Caused by organisms collectively referred to as Leptospira Hardjo (Leptospira borgspetersenii serovar Hardjo and Leptospira interrogans serovar Hardjo).
- Milk drop.
- Infertility and abortion (usually during the second half of pregnancy).
- Birth of weak calves with a poor survival rate.
- L. Hardjo localises in the kidneys and the male and female genital tracts after infection and is shed in the urine.
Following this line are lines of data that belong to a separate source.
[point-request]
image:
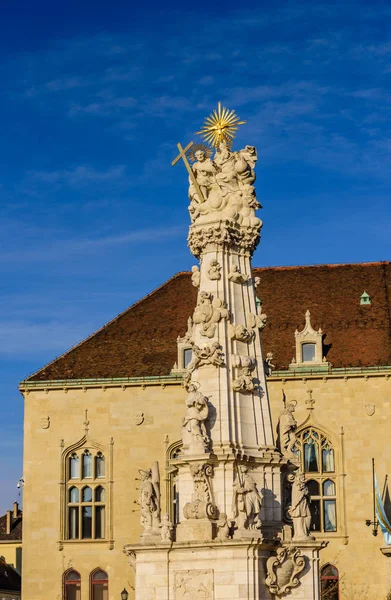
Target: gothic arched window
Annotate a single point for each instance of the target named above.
(99, 585)
(86, 501)
(317, 460)
(329, 583)
(72, 585)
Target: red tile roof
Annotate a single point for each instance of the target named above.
(141, 341)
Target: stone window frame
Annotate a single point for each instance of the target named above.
(338, 476)
(66, 483)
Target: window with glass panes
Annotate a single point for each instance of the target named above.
(86, 496)
(72, 584)
(318, 464)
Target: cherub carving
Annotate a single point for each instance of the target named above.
(236, 276)
(214, 270)
(196, 276)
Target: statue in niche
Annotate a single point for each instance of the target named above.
(194, 434)
(236, 276)
(214, 270)
(300, 509)
(226, 183)
(246, 500)
(286, 430)
(208, 312)
(166, 528)
(222, 527)
(149, 500)
(196, 276)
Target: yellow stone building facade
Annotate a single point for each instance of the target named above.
(98, 414)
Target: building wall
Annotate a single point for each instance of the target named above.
(11, 552)
(114, 413)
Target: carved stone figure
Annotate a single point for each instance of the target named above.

Some animals excrete it continuously for a short time and then stop; others shed either continuously or intermittently for life.
Introduction and spread
- Usually introduced by the purchase of infected cattle.
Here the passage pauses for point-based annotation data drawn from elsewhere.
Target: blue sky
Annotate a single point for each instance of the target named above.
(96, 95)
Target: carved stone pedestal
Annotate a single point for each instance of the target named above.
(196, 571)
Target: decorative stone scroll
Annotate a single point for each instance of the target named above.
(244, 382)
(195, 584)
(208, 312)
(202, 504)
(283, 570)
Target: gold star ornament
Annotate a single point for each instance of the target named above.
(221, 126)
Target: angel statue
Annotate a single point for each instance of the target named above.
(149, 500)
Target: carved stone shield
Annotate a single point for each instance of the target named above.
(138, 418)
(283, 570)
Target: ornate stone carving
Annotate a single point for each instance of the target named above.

- Infection spread by contact with infected urine, infected bulls, sheep or contaminated water or pasture.
- Losses due to disease in cattle.
- Risk of infection in humans, with flu-like symptoms and severe headaches. Dairymen in the parlour are at particular risk and herd owners should be aware of their responsibilities under the Control of Substances Hazardous to Health (COSHH) regulations.
- Testing programme using blood and milk samples to identify and remove potential carrier cattle. Screening and eradication
- Appropriate biosecurity to avoid reintroduction. Note that not all carrier cattle will be seropositive at the time of testing. As a result, testing of cattle in quarantine cannot guarantee that they are free of infection. It is recommended that all cattle being added to member herds should be treated twice with dihydrostreptomycin (25mg/kg) at a 14 day interval, or long-acting amoxycillin (15mg/kg) 48 hours apart (ensuring that the correct milk withdrawal times are observed) to further minimize the risk of introducing carrier animals.
- Culling, vaccination and antibiotic treatment can all play a role in eradicating infection from herds.